The rest of the Rittman Mead attendees will be presenting one or more sessions during the week.

KScope16 Rittman Mead Schedule

The week kicks off with my talk Monday on GoldenGate and Kafka integration using the new Oracle GoldenGate for Big Data release 12.2. The topic of this session, real-time data streaming, provides a great solution for the challenging task of ingesting data from multiple different sources, and different structures, and making that data readily available for others in the organization to use. By combining GoldenGate, Oracle’s premier data replication technology, and Apache Kafka, the latest open-source streaming and messaging system for big data, we can implement a fast, durable, and scalable solution.

GoldenGate to Kafka logo

Tuesday morning, Charles Elliott, Managing Director of Rittman Mead in the US, will begin the first of his two-part hands on lab sessions on Free Form Data Visualizations. This hands-on introduction to all things visual in OBIEE’s new Visual Analyzer (VA) will allow attendees to see the top reporting features within the current release while also understanding the core differences between OBIEE’s previous reporting platform and what’s available now. In addition to creating some of the most eye-catching visualizations the new tool has to offer, this session will highlight new OBIEE 12c features such as mapping, advanced analytics, and an overview of the brand-new web catalog. Whether you are just interested in what’s new in free-form Oracle BI visualizations or preparing for an upgrade, this session is for you!
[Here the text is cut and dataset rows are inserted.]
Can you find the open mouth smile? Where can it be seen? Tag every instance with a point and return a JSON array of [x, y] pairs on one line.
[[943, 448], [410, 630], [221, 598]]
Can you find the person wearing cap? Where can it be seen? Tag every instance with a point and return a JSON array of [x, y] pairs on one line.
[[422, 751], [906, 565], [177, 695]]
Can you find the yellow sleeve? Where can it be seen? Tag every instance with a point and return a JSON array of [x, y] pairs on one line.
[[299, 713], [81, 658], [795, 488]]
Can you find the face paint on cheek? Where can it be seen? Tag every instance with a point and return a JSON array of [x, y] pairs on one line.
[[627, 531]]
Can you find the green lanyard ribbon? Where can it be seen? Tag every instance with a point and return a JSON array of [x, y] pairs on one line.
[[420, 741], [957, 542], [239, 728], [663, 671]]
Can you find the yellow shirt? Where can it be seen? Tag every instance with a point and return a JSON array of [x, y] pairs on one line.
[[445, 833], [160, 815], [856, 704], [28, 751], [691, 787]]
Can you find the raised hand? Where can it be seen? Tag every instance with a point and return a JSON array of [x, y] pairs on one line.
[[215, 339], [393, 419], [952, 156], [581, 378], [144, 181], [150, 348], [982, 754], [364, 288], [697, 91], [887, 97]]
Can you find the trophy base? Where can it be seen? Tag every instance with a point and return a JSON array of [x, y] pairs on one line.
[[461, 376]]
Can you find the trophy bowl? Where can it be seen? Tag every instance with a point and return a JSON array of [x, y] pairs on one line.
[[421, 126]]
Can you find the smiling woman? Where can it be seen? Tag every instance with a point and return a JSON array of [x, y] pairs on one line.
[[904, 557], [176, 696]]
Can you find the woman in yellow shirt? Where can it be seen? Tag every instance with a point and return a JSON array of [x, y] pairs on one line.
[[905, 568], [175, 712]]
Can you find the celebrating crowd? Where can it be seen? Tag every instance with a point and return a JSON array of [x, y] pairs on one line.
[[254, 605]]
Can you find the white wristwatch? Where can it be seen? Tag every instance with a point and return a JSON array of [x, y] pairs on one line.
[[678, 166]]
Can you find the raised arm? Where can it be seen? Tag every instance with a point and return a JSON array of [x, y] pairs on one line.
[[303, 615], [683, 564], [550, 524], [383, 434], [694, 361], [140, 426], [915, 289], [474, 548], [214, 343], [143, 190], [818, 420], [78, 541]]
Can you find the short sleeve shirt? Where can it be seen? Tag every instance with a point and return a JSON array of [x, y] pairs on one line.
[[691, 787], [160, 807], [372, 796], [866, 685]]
During the lunch and learn sessions you can find me moderating the BI and Data Warehousing panel and Mark Rittman will be moderating the Big Data and Advanced Analytics crew. Grab a lunch and join us!

The remainder of Rittman Mead sessions fall on Wednesday, with some interesting topics around Big Data Discovery, OBIEE branding and Essbase integration, and the Kimball ETL Subsystems. Also, the second day of the Free Form Data Visualizations HOL will be held on Wednesday afternoon.

It all starts with Mark Rittman presenting “OBIEE 12c: What’s New for Integration and Reporting Against EPM Sources”. He’ll dig into interesting new features around OBIEE 12c and Essbase integration, including improvements around using Essbase as a query acceleration layer and general improvements around usability and RPD/Outline integration. Come to this session to see what they are, how they affect OBIEE/Essbase integration, and where this initiative may be going over time.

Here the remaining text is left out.